The culture of experimentation and data-informed decision making led by Science & Analytics lies at the heart of Netflix product Innovation, and allows us to continuously evolve and improve the Netflix experience for our members around the globe.
In this role, you will collaborate with data scientists, engineers, and product managers to identify opportunities for new approaches to experimentation at Netflix. You’ll take end-to-end responsibility for all aspects of collaborative data science projects, including researching the statistical methodology, setting responsibilities and timelines, and ensuring that the end deliverable is correct, performant, and meets user requirements. You will collaborate with our platform teams to integrate new methodologies into our testing infrastructure, and communicate and evangelize these new ideas to colleagues across the company. In success, you will create and orchestrate project-focussed cross-functional working groups, set the strategic agenda for projects, ramp up on any new tools required to guide them to completion, track down bugs, and everything in between.
This is a highly visible position, sitting at the intersection between Science and Analytics, experimentation platform, and product innovation. There is ample opportunity for project ownership, and to have tangible impacts that will benefit decision making across the Netflix product organization. For a sense of some of the ways that Netflix is advancing experimentation, have a look at blog posts on making faster decisions, quasi experimentation, fast bootstrapping on large data sets, and interleaving test designs. In this role, scaling new methods from working prototypes to efficient implementation on our production platforms is of primary importance, and to do so you’ll be partnering with an active mathematical engineering group.
Experience guiding and executing cross-functional data science projects to completion, while remaining hands-on.
Practical, hands-on experience with a wide variety of applied statistical methods.
Great judgement and instincts, gained from experience, that allow you to identify what is an essential versus a nice-to-have on a project, and to make good choices about trade-offs (e.g., between simplicity vs generality, exactness vs speed).
Experience ramping up on necessary context in new domains.
Deep experience with R or Python (and familiar with the other) and with SQL and running ETL; exposure to additional languages preferred.

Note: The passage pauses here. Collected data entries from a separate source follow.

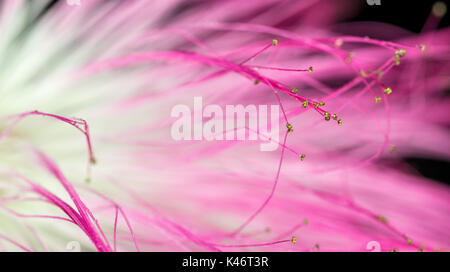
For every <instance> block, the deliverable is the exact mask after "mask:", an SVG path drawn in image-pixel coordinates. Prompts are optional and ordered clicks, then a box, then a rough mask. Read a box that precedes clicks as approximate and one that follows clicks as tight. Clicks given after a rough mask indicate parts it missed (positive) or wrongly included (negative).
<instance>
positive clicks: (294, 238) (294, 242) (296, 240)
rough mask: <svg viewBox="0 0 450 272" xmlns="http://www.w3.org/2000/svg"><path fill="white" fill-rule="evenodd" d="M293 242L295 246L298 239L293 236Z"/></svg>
mask: <svg viewBox="0 0 450 272" xmlns="http://www.w3.org/2000/svg"><path fill="white" fill-rule="evenodd" d="M291 242H292V243H293V244H295V243H297V237H295V236H292V239H291Z"/></svg>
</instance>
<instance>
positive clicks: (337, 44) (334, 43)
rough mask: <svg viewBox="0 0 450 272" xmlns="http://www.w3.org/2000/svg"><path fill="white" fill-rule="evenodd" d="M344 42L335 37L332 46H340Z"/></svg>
mask: <svg viewBox="0 0 450 272" xmlns="http://www.w3.org/2000/svg"><path fill="white" fill-rule="evenodd" d="M343 44H344V41H343V40H342V39H336V40H335V41H334V46H336V47H341V46H342V45H343Z"/></svg>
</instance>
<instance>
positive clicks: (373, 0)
mask: <svg viewBox="0 0 450 272" xmlns="http://www.w3.org/2000/svg"><path fill="white" fill-rule="evenodd" d="M366 1H367V4H368V5H369V6H373V5H376V6H379V5H381V0H366Z"/></svg>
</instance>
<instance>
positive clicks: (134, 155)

Great interpersonal skills, and experience building and maintaining strong partnerships with data scientists, engineers, and other less technical stakeholders.
Well-honed communication skills, and the ability to tailor explanations of statistical concepts to a variety of audiences.
Netflix offers amazing colleagues, constantly evolving technology, and fascinating data science opportunities. We embrace diversity and inclusion, and we are always on the lookout for stunning colleagues who bring new perspectives. Our unique culture emphasizes Freedom & Responsibility, and permeates our way of work - hopefully it resonates with you as much as it does with us.
Netflix is the world’s leading Internet television network with over 100 million members in over 190 countries enjoying more than 125 million hours of TV shows and movies per day, including original series, documentaries and feature films. Members can watch as much as they want, anytime, anywhere, on nearly any Internet-connected screen. Members can play, pause and resume watching, all without commercials or commitments.